According to new research, long-term exposure to air pollution is not just unhealthy—it also reduces employee productivity.
“Most of us are familiar with the negative impact air pollution can have on health, but as economists, we wanted to look for other socioeconomic outcomes,” says Alberto Salvo, associate professor in the economics department at the National University of Singapore Faculty of Arts and Social Sciences.
“Our aim with this research was to broaden the understanding of air pollution in ways that have not been explored. We typically think that firms benefit from lax pollution regulations, by saving on emission control equipment and the like; here we document an adverse effect on the productivity of their work force.”
Fine particles in the air
For the study in the American Economic Journal: Applied Economics, researchers gathered information from factories in China for more than a year, interviewing managers at 12 firms in four separate provinces. They also received access to data for two factories, in Henan and Jiangsu.
Workers at the textile mill factories were paid for each piece of fabric they made, so researchers could examine daily productivity records for specific workers on particular shifts. Researchers then compared the number of pieces each worker produced on each day to his or her exposure to particulate matter over time.

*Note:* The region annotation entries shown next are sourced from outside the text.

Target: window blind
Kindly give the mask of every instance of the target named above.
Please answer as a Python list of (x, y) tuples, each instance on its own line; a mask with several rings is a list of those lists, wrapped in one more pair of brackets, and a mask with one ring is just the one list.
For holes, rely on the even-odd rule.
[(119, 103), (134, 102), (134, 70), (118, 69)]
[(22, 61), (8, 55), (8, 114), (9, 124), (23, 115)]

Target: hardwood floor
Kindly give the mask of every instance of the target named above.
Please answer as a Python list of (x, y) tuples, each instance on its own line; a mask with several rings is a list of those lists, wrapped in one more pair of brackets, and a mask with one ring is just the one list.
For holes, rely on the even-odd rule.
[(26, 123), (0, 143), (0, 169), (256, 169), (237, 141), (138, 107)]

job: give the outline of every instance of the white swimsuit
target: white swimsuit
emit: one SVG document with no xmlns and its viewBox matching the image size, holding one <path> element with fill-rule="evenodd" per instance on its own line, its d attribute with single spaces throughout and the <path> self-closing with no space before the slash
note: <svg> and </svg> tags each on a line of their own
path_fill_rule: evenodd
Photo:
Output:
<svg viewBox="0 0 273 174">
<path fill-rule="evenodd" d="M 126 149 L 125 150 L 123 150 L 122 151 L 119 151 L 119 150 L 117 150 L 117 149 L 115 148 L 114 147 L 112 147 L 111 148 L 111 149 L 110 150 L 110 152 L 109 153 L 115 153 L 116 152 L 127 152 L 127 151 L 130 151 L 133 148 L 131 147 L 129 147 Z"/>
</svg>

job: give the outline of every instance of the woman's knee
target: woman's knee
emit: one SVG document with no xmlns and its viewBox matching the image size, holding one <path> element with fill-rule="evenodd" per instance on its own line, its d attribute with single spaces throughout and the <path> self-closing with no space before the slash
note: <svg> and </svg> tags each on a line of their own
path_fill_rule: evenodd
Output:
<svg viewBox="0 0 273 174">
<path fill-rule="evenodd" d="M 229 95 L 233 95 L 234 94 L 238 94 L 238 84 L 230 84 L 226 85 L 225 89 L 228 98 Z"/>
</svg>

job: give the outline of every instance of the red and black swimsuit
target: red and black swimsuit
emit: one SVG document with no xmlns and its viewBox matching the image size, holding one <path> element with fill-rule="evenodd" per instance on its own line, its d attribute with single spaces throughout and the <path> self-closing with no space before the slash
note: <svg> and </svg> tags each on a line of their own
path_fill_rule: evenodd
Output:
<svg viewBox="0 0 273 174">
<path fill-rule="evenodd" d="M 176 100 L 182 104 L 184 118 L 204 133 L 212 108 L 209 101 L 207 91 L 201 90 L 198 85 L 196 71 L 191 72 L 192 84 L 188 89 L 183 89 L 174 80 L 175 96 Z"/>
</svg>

Measuring how many fine particles less than 2.5 micrometers in diameter (PM2.5) are in the air is a standard way of determining the severity of pollution, researchers say. At the two factory locations in the study, pollution levels varied significantly from day to day, but were consistently high.
The PM2.5 level at one location averaged about seven times the US Environmental Protection Agency safe limit of 85 micrograms per cubic meter.
Daily fluctuations in pollution did not immediately affect the productivity of workers, but researchers observed a drop in output when they measured for more prolonged exposures of up to 30 days. The study controlled for regional economic activity and other confounding factors.
“We found that an increase in PM2.5, by 10 micrograms per cubic meter sustained over 25 days, reduces daily output by 1 percent, harming firms and workers,” says associate professor Liu Haoming. “The effects are subtle but highly significant.
“High levels of particles are visible and might affect an individual’s well-being in a multitude of ways. Besides entering via the lungs and into the bloodstream, there could also be a psychological element.”
A ‘subtle influence’
A previous study that focused on workers packing fruit in California showed a large and immediate effect from exposure to ambient PM2.5: when levels rise 10 micrograms per cubic meter, workers are six percent less productive on the same day.
That study’s estimate appears large for a developing country, researchers say.
“Laborers in China can be working under far worse daily conditions while maintaining levels of productivity that look comparable to clean air days. If the effect were this pronounced and this immediate, we think that factory and office managers would take more notice of pollution than transpired in our field interviews,” Liu says. “Therefore, our finding that pollution has a subtle influence on productivity seems realistic.”